A democracia em perigo

Um e outro pertencem ou pertenceram ao Bloco de Esquerda e dão uma interpretação interessante da realidade política actual.
No «Diário de Notícias» José Manuel Pureza considera que  a dívida é um mero pretexto para a cruzada ideológica a favor do trabalho low cost (…). O próximo passo poderá bem ser a diminuição do salário mínimo. Sempre em nome do sacrossanto mandamento da competitividade das empresas. As mesmas que o Governo afunda com a recessão purificadora.
Por seu lado, no «Expresso» Daniel Oliveira alerta para os riscos muito sérios da aparente incompatibilidade do capitalismo com a democracia: o pensamento neoliberal é a nova ideologia antidemocrática. Dando aos mercados financeiros o poder absoluto de determinar o futuro dos povos, estigmatizando a despesa pública e destruindo todas as almofadas sociais que nos têm garantido a paz, consegue instalar, sem disparar um tiro ou ocupar uma capital, o terror e a miséria.
Fica então o aviso: o tempo das falinhas mansas está a chegar ao fim.

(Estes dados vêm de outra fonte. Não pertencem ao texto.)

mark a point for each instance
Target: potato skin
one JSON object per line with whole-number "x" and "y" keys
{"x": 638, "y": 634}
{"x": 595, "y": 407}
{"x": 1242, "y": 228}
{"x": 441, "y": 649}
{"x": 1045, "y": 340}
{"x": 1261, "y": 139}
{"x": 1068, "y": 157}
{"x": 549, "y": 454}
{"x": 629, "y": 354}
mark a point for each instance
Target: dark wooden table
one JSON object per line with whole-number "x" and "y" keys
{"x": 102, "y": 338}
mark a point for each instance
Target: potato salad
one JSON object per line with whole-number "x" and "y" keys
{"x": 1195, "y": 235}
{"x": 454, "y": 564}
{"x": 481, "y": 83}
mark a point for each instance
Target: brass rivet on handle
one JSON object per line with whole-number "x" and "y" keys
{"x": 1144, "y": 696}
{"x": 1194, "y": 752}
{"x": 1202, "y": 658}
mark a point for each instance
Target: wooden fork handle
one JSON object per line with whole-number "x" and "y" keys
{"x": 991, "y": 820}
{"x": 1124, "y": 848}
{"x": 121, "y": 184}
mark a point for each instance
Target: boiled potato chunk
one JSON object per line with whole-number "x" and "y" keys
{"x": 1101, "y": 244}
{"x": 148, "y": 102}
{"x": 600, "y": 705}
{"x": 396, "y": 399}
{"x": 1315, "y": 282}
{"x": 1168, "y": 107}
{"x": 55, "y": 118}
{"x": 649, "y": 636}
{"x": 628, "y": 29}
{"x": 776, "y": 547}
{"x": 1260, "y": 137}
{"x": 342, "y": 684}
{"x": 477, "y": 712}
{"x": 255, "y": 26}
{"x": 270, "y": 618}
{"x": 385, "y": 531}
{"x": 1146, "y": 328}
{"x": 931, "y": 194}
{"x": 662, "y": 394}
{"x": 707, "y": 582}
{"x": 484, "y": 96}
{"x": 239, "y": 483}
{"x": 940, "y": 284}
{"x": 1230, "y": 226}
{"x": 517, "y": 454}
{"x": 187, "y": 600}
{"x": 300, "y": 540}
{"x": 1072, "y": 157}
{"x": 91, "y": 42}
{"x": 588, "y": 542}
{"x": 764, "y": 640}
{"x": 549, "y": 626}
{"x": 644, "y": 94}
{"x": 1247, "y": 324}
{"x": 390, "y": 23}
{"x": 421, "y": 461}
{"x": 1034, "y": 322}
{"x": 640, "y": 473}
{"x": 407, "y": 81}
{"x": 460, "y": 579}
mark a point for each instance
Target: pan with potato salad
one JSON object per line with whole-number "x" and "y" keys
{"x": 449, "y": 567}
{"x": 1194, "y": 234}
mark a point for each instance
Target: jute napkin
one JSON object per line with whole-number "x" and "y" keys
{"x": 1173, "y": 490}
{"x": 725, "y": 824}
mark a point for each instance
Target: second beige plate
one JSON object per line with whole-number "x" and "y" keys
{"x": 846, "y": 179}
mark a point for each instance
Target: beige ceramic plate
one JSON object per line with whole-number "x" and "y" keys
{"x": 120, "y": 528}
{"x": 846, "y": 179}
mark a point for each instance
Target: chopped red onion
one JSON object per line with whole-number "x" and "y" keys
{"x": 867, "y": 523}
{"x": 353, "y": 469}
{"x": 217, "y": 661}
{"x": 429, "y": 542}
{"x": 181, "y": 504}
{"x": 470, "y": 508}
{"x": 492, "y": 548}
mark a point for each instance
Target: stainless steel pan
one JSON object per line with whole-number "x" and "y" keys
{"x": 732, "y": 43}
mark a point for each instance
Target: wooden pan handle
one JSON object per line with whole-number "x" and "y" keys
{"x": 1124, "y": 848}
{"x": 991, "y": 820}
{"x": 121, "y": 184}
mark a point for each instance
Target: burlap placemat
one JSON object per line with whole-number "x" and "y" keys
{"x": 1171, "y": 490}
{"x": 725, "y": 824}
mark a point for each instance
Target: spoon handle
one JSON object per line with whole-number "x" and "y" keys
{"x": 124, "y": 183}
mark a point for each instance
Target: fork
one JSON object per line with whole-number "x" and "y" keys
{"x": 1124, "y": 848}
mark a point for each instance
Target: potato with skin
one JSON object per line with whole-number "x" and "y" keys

Se os actuais “estadistas” europeus não tiverem a coragem de resgatar a democracia outro tipo de alternativas surgirá. E temo que não seja bonito de se ver.

terça-feira, 1 de novembro de 2011

Nova carta aberta a Camilo Lourenço

Muito embora a reacção ao mail anterior tenha pisado a fronteira da indelicadeza (para que conste os meus hábitos de bebida são bastante frugais!), insisto na atitude de protesto em relação aos textos direccionados contra o ex-primeiro-ministro José Sócrates. E isto, porque lendo jornais diariamente, tropeço nos comentários de quem tem por tal político uma obsessão doentia, seja porque acreditam piamente nas suas malfeitorias passadas, seja porque ela lhes serve de cortina de fumo em relação às malfeitorias presentes deste Governo de que se sentem cúmplices.
Primeiro que tudo admira-me que o Camilo Lourenço não tenha um sentido de justiça mais apurado desde que ocorreu consigo o lamentável episódio do BPN vs. Revista Exame, que então dirigia. Situação, que indignou muitos dos então leitores da revista, entre os quais me incluía, e que justificou o meu posterior alheamento dela enquanto leitor.
Ora, se alguém tem sido injustiçado há muito tempo tem sido o anterior primeiro-ministro!
Mas, depois, enquanto jornalista esperaria vê-lo desenvolver uma atitude sofista perante a recente campanha do «Público» contra ele.
Como é possível não congeminar a possibilidade real de se tratar de mais um episódio dessa pouco edificante estratégia de assassínio de carácter assumida por tal publicação desde os tempos de José Manuel Fernandes como director e que conheceu exemplo tão eloquente quanto o das supostas escutas a Belém?
É que até nem é difícil fazer uma campanha nos termos em que foi lançada, tendo em conta que existe uma significativa percentagem de socialistas dispostos a defender a legitimidade do voto contra do seu partido contra o Orçamento para 2012. São os socialistas, que acreditaram na possibilidade de existirem virtualidades no chamado PEC IV, que obviasse a tudo quanto veio a ocorrer posteriormente e que agravou profundamente as condições de financiamento da economia nacional. E que não esquecem a coligação negativa entre a direita, o PCP e o BE para derrubarem essa hipótese de salvaguarda dos direitos da grande maioria dos portugueses.
Adivinhar nesse consenso uma suposta interferência telefónica proveniente de Paris é insultuoso para quem defende consistentemente essa posição de principio, como se precisássemos de lideres iluminados, mesmo a residirem na cidade-luz para nos esclarecerem das posições políticas mais adequadas,
Ripostar-se-á facilmente, que as hesitações da srª Merkel e do sr. Bruni impediriam o sucesso daquela estratégia. E que tornariam fútil esse esforço. Mas o que esteve subjacente à condenação do PEC IV foi a política politiqueira dos actuais governantes, que tiveram uma tal pressa em chegar ao suposto pote, contra o interesse da generalidade dos cidadãos, que não pensaram nas consequências gravosas das suas votações de então.
Que legitimidade terão agora para criticar a votação dos socialistas, agora que a relação de forças se inflectiu?
E é isso que torna condenável o seu texto de hoje («O "tanto pior, melhor" de Sócrates»): assacar ao político hoje exilado o comportamento facilmente imputável aos seus lamentáveis sucessores!